Related Problems

 

Vocal Fold Dysfunction/Paradoxical Vocal Fold Motion/Laryngospasm

Irritable Larynx Syndrome/Chronic Cough

Laryngopharyngeal Reflux Disorder (LPRD)


 

Paradoxical Vocal Fold Motion (PVFM)

Other names

  • vocal cord dysfunction (VCD)
  • stridor
  • laryngospasm
  • paradoxical vocal cord motion (PVCM)
  • laryngeal dyskinesia

PVFM is commonly seen in young athletes who develop symptoms during athletic exertion. These athletes may be incorrectly diagnosed with exercise-induced asthma.

The disorder is also common in adults. Symptoms often cause awakening in the middle of the night, but they may occur at any time. These symptoms may be triggered by eating or drinking, especially something sour or very sweet.

Symptoms

Some of the common symptoms of PVFM are:

  • sudden inability to inhale
  • a sensation of shortness of breath, choking, strangling
  • gasping sound when inhaling

Cause

When symptoms occur during the night, the cause is nearly always related to reflux.  In this case, acid from the stomach refluxes back up the esophagus and spills over onto the larynx, irritating the vocal folds and surrounding laryngeal mucosa.  The irritation can cause the vocal folds to twinge or spasm, in much the same way that the eye will shut forcefully if irritated by a sudden foreign object or substance.
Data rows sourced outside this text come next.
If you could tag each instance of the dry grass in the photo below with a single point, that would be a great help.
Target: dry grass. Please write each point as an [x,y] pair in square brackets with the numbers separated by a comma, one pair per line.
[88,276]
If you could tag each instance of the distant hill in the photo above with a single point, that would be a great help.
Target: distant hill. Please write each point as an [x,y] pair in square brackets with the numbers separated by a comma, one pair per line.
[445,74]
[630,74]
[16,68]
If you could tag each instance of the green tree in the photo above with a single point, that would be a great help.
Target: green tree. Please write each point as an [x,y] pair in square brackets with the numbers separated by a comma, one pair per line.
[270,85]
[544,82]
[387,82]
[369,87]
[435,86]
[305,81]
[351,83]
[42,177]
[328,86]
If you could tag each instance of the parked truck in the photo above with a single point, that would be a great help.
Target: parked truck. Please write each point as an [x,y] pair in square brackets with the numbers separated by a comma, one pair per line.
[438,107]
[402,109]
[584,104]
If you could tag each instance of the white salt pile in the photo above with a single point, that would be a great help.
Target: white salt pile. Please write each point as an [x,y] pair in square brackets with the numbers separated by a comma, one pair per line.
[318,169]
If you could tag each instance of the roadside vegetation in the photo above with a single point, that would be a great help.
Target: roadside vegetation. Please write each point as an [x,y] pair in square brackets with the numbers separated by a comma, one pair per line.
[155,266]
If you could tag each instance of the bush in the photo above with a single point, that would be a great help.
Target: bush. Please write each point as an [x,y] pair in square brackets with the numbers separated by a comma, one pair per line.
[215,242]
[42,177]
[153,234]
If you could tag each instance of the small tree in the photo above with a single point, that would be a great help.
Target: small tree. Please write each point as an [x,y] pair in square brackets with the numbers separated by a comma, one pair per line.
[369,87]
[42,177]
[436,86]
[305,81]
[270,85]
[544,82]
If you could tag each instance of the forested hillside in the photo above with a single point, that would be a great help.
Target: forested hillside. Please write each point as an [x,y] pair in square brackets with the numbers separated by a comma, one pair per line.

This feels like a choking sensation, or like the airway is suddenly shut off.  When the individual attempts to inhale forcefully, the vocal folds are actually sucked together, preventing inhalation. This causes more forceful inhalation and creates a vicious cycle that can be very frightening to the individual. The vicious cycle is such that the vocal folds may relax slightly during exhalation, but come together during inhalation. Thus, the disorder is called Paradoxical Vocal Fold Motion because of this backwards movement of the vocal folds. The gasping sound on inhalation is known as inhalatory stridor.

The scenario is similar for an athlete. The individual begins panting and gasping for air, trying to inhale more forcefully, and the vocal folds are sucked together. The same frightening cycle ensues. It may also happen when the athlete chokes slightly on his or her own saliva, especially when the throat becomes very dry from panting.

In some cases, an individual with PVFM is able to gain control of his or her own breathing, and the episode ends. In other cases, he or she needs to be seen in an emergency room. In either case, the experience can be so alarming that if the conditions present themselves again, the same set of responses is triggered by the anxiety. Moreover, it is generally not helpful to suggest to an individual who cannot breathe that they should "just relax."

Treatment

Treatment for reflux is an important component of treating most cases of PVFM. This usually involves prescribing anti-reflux medications to reduce the irritation. Also, you may be counseled about dietary precautions to alleviate reflux. Relief may occur in days, or may take a month more.

In the Lions Voice Clinic, we provide breathing training is given so you know how to reverse the paradoxical motion of the vocal folds and breathe easily again. Most often, the breathing training includes flexible endoscopy. This enables you to observe the motion of the vocal folds while doing the various maneuvers learned in training. Watching yourself control your own breathing is generally very reassuring, and even if the laryngospasms continue for a time, the full-blown paradoxical episodes usually end within a few weeks.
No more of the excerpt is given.